The revelation from the FBI and National Security Agency that Russian military intelligence has build malware to target Linux systems is the latest dramatic twist the unrelenting cyber security battle. The two agencies have revealed that Russian hackers have been using the previously-undisclosed malware for Linux systems, called Drovorub, as part of their cyber espionage operations. The malware allowed hackers to steal files and take over devices.
Business technology giant Konica Minolta was hit with a ransomware attack at the end of July that impacted services for almost a week, BleepingComputer has learned. Konica Minolta is a Japanese multinational business technology giant with almost 44,000 employees and over $9 billion in revenue for 2019. The company offers a wide variety of services and products ranging from printing solutions, healthcare technology, to providing managed IT services to businesses.
The US Department of Homeland Security’s Cybersecurity and Infrastructure Security Agency (CISA) has published a security alert warning of cybercriminals using phishing emails to deploy KONNI malware on target machines. KONNI is a remote administration tool (RAT) attackers use to steal files, capture keystrokes, take screenshots, and execute malicious code on infected machines.
Round Up of Major Vulnerabilities and Patches
Canadian government sites used to provide access to crucial services for immigration, taxes, pension, and benefits have been breached in a coordinated attack to steal COVID-19 relief payments. The online portal referred to as GCKey is acritical single sign-on (SSO) system used by the public to access multiple Canadian government services. Over the weekend, the Office of the Chief Information Office of Government of Canada released a statement advising the public of the cyberattack the GCKey system had experienced.
A security flaw in the way Microsoft Windows guards users against malicious files was actively exploited in malware attacks for two years before last week, when Microsoft finally issued a software update to correct the problem. One of the 120 security holes Microsoft fixed on Aug. 11’s Patch Tuesday was CVE-2020-1464, a problem with the way every supported version of Windows validates digital signatures for computer programs.
A plugin that is designed to add quizzes and surveys to WordPress websites has patched two critical vulnerabilities. The flaws can be exploited by remote, unauthenticated attackers to launch varying attacks – including fully taking over vulnerable websites. The plugin, Quiz and Survey Master, is actively installed on over 30,000 websites. The two critical flaws discovered by researchers include an arbitrary file-upload vulnerability as well as an unauthenticated arbitrary file deletion error.
Smart-assistant devices have had their share of privacy missteps, but they’re generally considered safe enough for most people. New research into vulnerabilities in Amazon’s Alexa platform, though, highlights the importance of thinking about the personal data your smart assistant stores about you—and minimizing it as much as you can. Findings published on Thursday by the security firm Check Point reveal that Alexa’s Web services had bugs that a hacker could have exploited to grab a target’s entire voice history.
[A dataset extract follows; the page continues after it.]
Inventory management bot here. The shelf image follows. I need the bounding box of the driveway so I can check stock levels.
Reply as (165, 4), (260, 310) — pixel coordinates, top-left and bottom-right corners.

A cyber security firm said on Wednesday that it stumbled upon large parts of the government’s contact tracing app Aarogya Setu’s code and back-end components that could jeopardise the privacy of 150 million users after a government website appeared to have inadvertently uploaded log-in credentials used by the developers, triggering a war of words with the government before both sides retracted their claims.